Operation Basement Studio, Part One: The Hobo Room

Most artists know that inspiration requires visualization, preparation, and finally, perspiration. The muse can strike at any time, but if your tools are not readily accessible, the idea may bolt before taking form. And if there isn't even a space in which to keep your tools, much less use them? Well, that's a problem. So, this winter our top priority is the building of a basement recording studio.

Hobo and Dog, Norman Rockwell, 1924.

First we needed to clear enough stuff out of our basement to be able to hear ourselves think. That's why we built a shed this summer.  It really helped us get a bunch of stuff out of the basement. Then we had to designate a storage space that would eventually hold everything not studio-related. Our basement already had a corner serving this purpose; it was piled to the ceiling in appalling disarray. Our friend Kevin had christened it The Hobo Room, and the name stuck. We emptied it out and began formulating an approach to making it a finished space.

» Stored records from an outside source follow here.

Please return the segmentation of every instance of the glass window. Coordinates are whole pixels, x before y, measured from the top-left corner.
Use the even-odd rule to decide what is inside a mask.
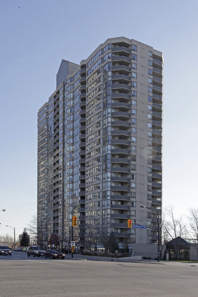
[[[137,101],[136,100],[134,100],[133,99],[132,99],[132,106],[137,106]]]
[[[134,70],[137,70],[137,64],[136,64],[135,63],[132,63],[132,68]]]
[[[136,143],[136,137],[135,136],[132,136],[132,142],[133,143]]]
[[[134,51],[137,51],[137,46],[132,45],[132,50]]]
[[[136,115],[136,110],[134,108],[132,109],[132,115]]]
[[[136,128],[134,127],[132,127],[132,133],[133,134],[136,134]]]
[[[135,182],[131,183],[131,188],[132,189],[136,189],[136,184]]]
[[[135,80],[137,79],[137,73],[136,72],[132,72],[132,78]]]
[[[149,102],[152,102],[152,97],[151,96],[150,96],[148,95],[148,101]]]
[[[133,125],[136,125],[137,123],[137,120],[134,118],[132,118],[132,123]]]
[[[136,152],[136,147],[134,145],[131,146],[131,151],[133,153]]]
[[[135,97],[136,98],[137,97],[137,92],[136,91],[132,91],[132,96],[133,97]]]
[[[148,123],[148,129],[152,129],[152,124],[151,123]]]
[[[152,85],[153,83],[152,79],[150,77],[148,78],[148,83],[149,84]]]
[[[152,80],[151,80],[151,81]],[[132,86],[133,88],[135,88],[135,89],[137,89],[137,83],[136,81],[132,81]]]
[[[133,60],[134,61],[137,61],[137,55],[135,55],[135,54],[132,54],[132,58]],[[152,61],[151,61],[152,62]]]
[[[149,68],[148,69],[148,74],[149,75],[153,75],[153,71],[151,69],[150,69]]]
[[[148,131],[148,137],[149,138],[152,138],[152,132],[150,131]]]

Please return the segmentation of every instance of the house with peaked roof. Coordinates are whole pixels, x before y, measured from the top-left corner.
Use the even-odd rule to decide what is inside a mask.
[[[169,260],[197,261],[197,244],[188,242],[179,236],[166,243]]]

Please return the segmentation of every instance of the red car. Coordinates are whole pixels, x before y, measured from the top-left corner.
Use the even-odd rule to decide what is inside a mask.
[[[65,254],[58,252],[56,249],[47,249],[47,251],[44,252],[43,256],[45,259],[48,257],[51,258],[51,259],[56,259],[57,258],[64,259]]]

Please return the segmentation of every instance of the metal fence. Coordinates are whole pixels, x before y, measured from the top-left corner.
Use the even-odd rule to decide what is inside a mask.
[[[157,260],[157,253],[143,253],[134,252],[134,256],[142,256],[142,259],[148,259],[150,260]]]

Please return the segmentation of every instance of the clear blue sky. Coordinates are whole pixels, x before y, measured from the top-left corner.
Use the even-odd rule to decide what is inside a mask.
[[[36,213],[37,116],[62,59],[77,64],[125,36],[164,59],[163,206],[197,208],[198,1],[2,0],[0,234]]]

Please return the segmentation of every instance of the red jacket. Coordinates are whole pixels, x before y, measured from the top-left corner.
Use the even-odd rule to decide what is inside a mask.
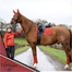
[[[14,37],[21,35],[22,33],[23,33],[23,29],[20,31],[19,33],[13,33],[13,32],[8,33],[8,32],[7,32],[7,33],[4,34],[4,46],[5,46],[5,48],[7,48],[8,46],[14,46],[14,45],[15,45],[15,43],[14,43]]]

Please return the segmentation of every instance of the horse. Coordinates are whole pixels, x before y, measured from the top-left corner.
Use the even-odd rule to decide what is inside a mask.
[[[32,47],[32,51],[33,51],[33,68],[36,68],[38,60],[37,60],[37,24],[33,21],[31,21],[29,19],[25,17],[23,14],[20,13],[20,11],[17,10],[17,12],[15,12],[13,10],[13,17],[11,19],[11,24],[16,24],[20,23],[25,36],[26,36],[26,40],[27,43],[31,45]],[[52,45],[56,43],[60,43],[63,47],[63,50],[67,55],[67,64],[64,67],[64,69],[69,68],[70,65],[70,56],[71,56],[71,47],[70,47],[70,31],[65,27],[62,26],[52,26],[52,35],[50,36],[45,36],[41,35],[41,39],[40,39],[40,45]]]

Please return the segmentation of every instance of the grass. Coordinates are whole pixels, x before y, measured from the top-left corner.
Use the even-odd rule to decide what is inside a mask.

Last year, the people at Sound Seismic retrofitted our entire basement. This practice protects homes from the major threat in the NW – earthquakes. Not only did they install plywood shear walls throughout, but also placed hefty steel plates to hold the house more firmly to its foundation. This was our starting point.

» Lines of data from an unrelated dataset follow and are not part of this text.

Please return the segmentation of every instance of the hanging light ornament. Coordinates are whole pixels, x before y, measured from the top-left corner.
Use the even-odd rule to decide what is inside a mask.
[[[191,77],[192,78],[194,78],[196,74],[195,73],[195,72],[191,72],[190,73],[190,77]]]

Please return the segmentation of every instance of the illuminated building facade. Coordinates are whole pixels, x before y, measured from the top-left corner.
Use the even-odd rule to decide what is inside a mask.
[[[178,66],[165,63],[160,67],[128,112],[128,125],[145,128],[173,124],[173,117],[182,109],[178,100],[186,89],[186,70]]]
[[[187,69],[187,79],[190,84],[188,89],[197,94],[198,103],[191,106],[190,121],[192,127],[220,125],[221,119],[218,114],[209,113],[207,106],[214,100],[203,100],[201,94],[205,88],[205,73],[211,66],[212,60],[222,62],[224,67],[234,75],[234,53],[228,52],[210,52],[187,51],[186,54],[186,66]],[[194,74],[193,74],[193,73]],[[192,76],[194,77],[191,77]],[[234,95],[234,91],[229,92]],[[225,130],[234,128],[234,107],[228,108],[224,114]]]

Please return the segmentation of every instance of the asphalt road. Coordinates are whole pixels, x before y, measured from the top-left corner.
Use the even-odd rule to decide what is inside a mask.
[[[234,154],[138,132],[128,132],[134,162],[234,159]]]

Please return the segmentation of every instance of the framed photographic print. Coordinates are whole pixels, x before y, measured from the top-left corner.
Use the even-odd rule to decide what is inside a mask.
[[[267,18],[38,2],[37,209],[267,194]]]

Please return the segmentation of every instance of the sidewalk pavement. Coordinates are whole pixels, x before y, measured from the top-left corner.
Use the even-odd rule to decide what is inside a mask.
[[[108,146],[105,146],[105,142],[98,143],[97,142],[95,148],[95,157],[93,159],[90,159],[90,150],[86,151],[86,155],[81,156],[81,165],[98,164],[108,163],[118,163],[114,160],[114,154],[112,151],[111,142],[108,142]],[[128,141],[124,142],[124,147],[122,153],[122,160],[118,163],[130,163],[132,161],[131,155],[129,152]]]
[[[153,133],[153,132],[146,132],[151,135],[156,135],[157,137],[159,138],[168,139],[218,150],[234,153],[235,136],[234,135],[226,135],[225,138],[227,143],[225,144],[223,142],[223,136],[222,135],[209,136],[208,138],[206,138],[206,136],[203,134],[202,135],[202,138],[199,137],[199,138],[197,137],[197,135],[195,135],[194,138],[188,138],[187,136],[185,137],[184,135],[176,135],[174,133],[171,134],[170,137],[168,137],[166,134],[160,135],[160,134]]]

Not many Seattle basements are dry as a bone. Many have full-on leaks during the wet season. Fortunately, ours stays pretty dry, although we could detect efflorescence and water marks from some point in the past. Better safe than sorry, so John decided on an approach that involved chemically etching the wall, patching any cracks with hydraulic cement, and painting it with two coats of Drylok.

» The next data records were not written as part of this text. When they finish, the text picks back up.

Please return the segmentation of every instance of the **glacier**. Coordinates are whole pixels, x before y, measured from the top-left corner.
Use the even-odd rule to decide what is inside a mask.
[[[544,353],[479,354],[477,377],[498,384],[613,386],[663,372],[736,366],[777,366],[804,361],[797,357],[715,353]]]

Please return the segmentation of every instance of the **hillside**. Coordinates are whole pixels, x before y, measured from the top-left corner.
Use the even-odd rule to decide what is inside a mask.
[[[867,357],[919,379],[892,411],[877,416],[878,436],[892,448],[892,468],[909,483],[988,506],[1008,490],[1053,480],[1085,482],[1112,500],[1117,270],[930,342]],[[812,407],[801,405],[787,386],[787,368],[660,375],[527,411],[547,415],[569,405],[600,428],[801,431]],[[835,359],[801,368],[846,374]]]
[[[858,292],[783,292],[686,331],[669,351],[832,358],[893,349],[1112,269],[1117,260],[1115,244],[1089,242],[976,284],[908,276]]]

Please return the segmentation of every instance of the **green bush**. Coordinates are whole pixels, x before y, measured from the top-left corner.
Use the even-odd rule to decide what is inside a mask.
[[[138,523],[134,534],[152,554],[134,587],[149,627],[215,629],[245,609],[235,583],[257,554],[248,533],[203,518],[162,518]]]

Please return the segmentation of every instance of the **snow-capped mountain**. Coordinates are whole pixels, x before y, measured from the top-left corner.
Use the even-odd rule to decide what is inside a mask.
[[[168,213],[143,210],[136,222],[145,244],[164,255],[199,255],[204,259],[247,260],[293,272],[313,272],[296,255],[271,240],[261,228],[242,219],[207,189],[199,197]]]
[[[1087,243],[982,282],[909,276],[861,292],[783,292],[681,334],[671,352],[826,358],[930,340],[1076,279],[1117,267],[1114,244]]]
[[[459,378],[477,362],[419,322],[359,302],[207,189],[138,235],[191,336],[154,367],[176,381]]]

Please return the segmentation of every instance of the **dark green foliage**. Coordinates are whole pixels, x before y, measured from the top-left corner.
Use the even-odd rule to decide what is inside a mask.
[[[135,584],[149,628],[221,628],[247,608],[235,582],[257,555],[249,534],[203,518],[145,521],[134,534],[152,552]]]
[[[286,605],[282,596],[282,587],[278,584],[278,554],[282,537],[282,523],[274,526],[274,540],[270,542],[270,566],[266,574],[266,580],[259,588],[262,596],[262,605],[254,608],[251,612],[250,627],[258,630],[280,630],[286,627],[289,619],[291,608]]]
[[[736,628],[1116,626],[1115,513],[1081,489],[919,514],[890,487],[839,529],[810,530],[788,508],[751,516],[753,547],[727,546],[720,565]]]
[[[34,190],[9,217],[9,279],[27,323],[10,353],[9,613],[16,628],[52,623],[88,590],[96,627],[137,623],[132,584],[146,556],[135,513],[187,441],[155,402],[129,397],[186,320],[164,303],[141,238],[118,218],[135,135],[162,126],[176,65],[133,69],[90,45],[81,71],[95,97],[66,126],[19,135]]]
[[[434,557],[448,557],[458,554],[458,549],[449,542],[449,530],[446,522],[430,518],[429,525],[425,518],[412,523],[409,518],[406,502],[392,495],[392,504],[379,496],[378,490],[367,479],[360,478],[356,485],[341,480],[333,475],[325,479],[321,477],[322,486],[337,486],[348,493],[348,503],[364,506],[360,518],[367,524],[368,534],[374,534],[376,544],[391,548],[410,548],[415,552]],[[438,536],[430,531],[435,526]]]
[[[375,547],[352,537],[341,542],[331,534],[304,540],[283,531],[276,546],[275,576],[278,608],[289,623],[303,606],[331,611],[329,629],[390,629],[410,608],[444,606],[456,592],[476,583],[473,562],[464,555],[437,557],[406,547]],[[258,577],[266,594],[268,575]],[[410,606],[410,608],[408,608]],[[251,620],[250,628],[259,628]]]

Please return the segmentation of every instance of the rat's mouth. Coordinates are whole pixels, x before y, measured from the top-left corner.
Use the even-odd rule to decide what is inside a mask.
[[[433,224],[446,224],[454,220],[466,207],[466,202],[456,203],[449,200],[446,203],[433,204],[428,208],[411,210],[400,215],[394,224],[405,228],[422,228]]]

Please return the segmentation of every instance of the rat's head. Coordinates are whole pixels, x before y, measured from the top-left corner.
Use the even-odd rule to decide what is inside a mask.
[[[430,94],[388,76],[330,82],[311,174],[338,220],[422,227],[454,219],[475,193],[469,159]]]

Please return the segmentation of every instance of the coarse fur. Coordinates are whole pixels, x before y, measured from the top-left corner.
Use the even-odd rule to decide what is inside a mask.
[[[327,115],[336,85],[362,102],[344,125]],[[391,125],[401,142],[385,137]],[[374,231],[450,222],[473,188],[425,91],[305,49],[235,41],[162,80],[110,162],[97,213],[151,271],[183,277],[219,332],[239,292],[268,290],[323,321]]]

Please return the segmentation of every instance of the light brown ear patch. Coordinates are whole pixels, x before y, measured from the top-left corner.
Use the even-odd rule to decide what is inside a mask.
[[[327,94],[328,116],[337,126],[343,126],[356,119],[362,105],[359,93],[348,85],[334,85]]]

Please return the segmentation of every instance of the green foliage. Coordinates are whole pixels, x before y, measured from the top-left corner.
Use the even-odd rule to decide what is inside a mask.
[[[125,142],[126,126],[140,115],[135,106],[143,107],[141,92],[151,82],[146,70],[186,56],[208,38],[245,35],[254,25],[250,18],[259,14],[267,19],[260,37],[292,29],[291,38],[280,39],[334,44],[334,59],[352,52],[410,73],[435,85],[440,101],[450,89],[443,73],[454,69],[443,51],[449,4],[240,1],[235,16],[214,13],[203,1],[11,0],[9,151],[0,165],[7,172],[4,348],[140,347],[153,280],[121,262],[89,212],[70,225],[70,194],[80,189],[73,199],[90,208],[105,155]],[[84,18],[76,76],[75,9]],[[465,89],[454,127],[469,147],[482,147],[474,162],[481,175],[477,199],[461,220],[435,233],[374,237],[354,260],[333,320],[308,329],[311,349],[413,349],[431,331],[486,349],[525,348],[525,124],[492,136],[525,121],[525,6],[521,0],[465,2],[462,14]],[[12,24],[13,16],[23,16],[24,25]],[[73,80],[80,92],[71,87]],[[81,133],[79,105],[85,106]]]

Insulating the rim joists while the etched concrete dries.

Two coats of Dry Lock.

Next, John installed pink, rigid foam insulation against the concrete. This helps equalize the temperature between inside and outside, because who wants a sweating wall in the summer? Not us... Working with a straight edge and a blade, he fashioned blocks that covered the concrete, then, taped every open edge of the giant "puzzle" together and sealed all adjoining edges with silicone.

So pink...

Insulation complete

The Hobo Room may eventually serve double duty as an isolation room when recording music; you never know when you might want to toss an amp in there and shut the door. To make the room more sound-proof, new walls were required. John framed the room with 2x4s and our buddy Electric Matt rewired the room, removed old and installed new outlets, can lights and smoke detector. After his visit, the shear walls were covered with unfaced insulation batts, and all the stud bays were filled with faced R-13 insulation.

Framing under way

Electric Matt

Ready for drywall! To accomplish this task alone, John made use of his adjustable photo backdrop poles. They held the ceiling drywall in place while he attached it. Next came the walls, and taping/mudding. Pro tip: get one of these triangular sander pads. It made life so much easier - how did we live without it?

Photography meets construction: using photo backdrop autopoles to prop up drywall

Sanding pad on a stick - way better than a face full of dust

Taped and mudded

Once sanded, we applied two coats of thickened white, drywall primer. After scrubbing and sanding the floor, we applied two coats of Drylok Concrete Floor Paint. When the floor was dry, we applied trim, switch plates and outlet covers.

Freshening up the floor


Now we have floor-to-ceiling storage on one side of the room, with room for large bulky items on the other side! It's a silent as a tomb down there. With these lessons learned, here comes the recording studio!